Dua sektor ini disebut sebagai titik rawan korupsi yang berpotensi memengaruhi skor Monitoring, Controlling, Surveillance for Prevention (MCSP) dan Survei Penilaian Integritas (SPI) daerah.
Peringatan tersebut disampaikan Juru Bicara KPK Budi Prasetyo, menanggapi hasil pertemuan audiensi Sherly Tjoanda dengan Bidang Koordinasi dan Supervisi (Korsup) KPK di Gedung Merah Putih, Kuningan, Jakarta Selatan, Rabu (22/10/2025).

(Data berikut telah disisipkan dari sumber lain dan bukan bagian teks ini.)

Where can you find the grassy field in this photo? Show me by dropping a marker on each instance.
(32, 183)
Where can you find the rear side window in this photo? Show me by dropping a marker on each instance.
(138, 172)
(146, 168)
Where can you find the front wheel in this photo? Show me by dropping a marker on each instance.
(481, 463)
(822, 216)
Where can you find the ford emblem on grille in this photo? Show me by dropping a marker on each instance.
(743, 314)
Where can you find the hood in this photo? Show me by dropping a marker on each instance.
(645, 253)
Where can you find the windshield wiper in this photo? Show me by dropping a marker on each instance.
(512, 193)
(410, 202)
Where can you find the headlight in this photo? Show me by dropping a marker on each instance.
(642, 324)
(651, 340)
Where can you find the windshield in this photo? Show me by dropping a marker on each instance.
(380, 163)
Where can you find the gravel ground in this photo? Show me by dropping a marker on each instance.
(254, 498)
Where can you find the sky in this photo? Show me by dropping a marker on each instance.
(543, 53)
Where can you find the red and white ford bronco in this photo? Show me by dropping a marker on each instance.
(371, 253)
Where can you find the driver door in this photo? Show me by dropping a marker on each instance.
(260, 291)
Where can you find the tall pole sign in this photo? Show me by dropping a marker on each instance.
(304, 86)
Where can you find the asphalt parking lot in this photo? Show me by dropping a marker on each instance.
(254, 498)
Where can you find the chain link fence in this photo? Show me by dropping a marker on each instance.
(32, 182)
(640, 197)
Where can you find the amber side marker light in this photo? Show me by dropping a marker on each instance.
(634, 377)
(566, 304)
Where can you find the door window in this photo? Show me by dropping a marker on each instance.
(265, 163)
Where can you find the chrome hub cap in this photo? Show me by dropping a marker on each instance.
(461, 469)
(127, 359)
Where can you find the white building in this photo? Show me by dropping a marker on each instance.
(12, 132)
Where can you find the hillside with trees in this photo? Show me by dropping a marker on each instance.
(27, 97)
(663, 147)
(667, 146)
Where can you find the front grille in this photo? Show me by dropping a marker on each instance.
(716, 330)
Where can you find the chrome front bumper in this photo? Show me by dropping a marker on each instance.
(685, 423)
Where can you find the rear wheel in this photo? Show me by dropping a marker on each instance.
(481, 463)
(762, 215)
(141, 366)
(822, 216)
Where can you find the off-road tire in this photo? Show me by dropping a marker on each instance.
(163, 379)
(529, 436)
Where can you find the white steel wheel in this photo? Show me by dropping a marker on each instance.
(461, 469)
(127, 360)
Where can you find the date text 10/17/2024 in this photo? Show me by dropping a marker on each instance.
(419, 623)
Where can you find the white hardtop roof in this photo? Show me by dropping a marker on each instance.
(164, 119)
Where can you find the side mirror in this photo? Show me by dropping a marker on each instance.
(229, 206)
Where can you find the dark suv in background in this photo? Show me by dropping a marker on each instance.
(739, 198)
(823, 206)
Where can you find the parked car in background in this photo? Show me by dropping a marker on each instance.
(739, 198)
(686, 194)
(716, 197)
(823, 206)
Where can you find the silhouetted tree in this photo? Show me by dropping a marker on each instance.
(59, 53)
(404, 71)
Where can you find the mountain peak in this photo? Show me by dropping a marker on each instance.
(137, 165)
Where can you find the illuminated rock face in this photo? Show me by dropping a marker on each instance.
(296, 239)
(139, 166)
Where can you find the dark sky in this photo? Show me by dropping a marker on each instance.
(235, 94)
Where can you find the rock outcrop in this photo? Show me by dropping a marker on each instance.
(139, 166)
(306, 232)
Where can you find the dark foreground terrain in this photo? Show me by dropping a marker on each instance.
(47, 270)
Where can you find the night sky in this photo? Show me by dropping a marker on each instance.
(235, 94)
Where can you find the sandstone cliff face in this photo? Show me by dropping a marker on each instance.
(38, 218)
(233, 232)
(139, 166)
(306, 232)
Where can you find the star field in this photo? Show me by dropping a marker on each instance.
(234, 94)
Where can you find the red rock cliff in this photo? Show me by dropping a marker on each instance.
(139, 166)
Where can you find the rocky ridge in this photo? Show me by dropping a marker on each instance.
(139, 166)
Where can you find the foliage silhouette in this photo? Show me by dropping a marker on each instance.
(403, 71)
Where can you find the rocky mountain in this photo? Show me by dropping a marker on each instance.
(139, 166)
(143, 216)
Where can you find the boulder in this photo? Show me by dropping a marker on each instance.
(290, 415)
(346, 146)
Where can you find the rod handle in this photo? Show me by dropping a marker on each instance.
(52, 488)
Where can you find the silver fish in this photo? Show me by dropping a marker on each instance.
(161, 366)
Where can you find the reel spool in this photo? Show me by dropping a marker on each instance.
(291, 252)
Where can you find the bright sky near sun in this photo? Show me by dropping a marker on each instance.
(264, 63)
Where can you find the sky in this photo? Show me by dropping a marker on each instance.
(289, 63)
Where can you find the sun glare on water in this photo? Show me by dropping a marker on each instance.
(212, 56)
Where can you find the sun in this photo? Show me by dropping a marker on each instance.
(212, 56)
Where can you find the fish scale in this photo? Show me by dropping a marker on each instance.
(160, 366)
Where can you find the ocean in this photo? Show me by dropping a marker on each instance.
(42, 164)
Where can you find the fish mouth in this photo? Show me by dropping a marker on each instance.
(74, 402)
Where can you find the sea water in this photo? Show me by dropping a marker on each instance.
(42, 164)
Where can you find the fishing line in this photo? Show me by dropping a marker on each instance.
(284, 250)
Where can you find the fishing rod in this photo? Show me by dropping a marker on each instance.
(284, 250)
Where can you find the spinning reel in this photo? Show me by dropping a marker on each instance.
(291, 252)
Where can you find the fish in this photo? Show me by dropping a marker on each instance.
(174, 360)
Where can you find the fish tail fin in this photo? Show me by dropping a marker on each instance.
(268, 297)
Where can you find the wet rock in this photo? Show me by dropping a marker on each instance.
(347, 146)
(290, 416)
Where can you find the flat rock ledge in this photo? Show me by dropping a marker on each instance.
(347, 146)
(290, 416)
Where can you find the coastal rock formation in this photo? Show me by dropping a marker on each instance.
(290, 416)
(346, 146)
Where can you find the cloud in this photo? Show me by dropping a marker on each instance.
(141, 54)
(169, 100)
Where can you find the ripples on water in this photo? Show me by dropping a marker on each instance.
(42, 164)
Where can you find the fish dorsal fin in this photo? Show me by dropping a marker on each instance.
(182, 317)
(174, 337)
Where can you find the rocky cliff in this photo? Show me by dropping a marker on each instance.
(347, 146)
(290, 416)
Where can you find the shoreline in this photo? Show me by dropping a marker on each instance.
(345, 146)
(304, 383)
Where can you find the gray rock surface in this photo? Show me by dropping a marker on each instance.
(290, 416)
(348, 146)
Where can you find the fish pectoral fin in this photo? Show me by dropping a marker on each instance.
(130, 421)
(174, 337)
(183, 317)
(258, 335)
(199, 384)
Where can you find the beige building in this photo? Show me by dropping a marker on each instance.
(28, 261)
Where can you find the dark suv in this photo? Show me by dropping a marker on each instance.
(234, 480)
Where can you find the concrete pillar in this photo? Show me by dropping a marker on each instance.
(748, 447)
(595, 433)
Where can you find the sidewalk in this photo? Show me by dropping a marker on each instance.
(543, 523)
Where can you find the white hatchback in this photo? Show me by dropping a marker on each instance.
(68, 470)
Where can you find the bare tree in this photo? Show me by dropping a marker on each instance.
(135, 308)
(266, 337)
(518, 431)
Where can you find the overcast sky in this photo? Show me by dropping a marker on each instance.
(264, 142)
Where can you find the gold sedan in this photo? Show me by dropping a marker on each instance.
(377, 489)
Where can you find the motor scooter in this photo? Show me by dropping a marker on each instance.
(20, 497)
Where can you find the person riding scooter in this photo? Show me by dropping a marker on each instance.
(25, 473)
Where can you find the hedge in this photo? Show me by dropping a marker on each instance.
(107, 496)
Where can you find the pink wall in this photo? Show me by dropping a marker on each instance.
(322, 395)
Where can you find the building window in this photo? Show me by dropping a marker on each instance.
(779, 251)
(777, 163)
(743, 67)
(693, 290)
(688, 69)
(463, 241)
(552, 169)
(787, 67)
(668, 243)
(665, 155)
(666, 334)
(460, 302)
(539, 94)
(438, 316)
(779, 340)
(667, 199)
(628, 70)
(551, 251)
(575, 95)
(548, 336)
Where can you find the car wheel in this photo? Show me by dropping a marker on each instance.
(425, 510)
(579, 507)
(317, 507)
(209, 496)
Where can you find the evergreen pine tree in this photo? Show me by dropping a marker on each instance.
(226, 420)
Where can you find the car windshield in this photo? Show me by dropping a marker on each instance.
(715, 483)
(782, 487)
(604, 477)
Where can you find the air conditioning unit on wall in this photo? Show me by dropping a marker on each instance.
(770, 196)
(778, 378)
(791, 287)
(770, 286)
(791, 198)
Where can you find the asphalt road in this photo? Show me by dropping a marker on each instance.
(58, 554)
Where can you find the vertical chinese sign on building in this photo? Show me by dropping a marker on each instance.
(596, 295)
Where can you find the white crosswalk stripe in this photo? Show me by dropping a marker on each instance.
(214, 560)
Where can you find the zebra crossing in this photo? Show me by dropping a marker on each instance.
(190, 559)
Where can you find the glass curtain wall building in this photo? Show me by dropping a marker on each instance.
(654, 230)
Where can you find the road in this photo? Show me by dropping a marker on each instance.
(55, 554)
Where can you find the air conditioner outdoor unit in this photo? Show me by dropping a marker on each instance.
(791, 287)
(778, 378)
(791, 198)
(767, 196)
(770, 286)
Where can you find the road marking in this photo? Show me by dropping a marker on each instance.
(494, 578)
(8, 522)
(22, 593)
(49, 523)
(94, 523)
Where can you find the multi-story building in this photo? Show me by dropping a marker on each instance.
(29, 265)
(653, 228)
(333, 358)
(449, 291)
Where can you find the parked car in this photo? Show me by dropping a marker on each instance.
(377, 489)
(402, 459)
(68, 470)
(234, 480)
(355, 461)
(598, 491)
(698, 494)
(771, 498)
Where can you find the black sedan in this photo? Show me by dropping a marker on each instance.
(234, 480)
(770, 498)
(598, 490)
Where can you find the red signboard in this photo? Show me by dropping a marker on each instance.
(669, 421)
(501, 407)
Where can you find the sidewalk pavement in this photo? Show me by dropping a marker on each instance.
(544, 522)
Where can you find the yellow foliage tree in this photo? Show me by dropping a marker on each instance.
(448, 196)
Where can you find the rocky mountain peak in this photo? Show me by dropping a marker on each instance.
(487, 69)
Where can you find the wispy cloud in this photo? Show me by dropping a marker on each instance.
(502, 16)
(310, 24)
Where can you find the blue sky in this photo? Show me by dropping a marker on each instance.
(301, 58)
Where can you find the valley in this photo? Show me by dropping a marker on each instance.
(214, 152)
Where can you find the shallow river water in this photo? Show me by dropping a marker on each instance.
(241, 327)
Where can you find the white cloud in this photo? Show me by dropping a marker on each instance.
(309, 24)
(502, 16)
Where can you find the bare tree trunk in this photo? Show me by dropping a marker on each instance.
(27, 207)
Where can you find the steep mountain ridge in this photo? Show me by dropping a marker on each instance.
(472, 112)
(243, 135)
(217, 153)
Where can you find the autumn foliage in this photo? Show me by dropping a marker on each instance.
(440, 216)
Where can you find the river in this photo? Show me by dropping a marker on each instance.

Skor Integritas Maluku Utara Turun, Dua Sektor Jadi Sorotan
Menurut Budi, hasil SPI 2024 menunjukkan bahwa skor integritas Pemerintah Provinsi Maluku Utara berada di angka 57,35 atau kategori rentan. Angka ini turun 3,54 poin dibanding tahun sebelumnya dan masih jauh di bawah rata-rata nasional sebesar 71,53.
“Ruang perbaikan masih terlihat pada sektor penganggaran dan pengadaan barang/jasa. Kedua area ini merupakan titik rawan yang perlu mendapat perhatian lebih dari seluruh jajaran pemerintah daerah di Maluku Utara,” ujar Budi kepada wartawan.
Secara rinci, kata dia, nilai pengelolaan anggaran tercatat 63,78 dan PBJ 59,03, keduanya mengalami penurunan signifikan dibanding 2023, di mana pengelolaan anggaran mencapai 75,58 dan PBJ 80,3.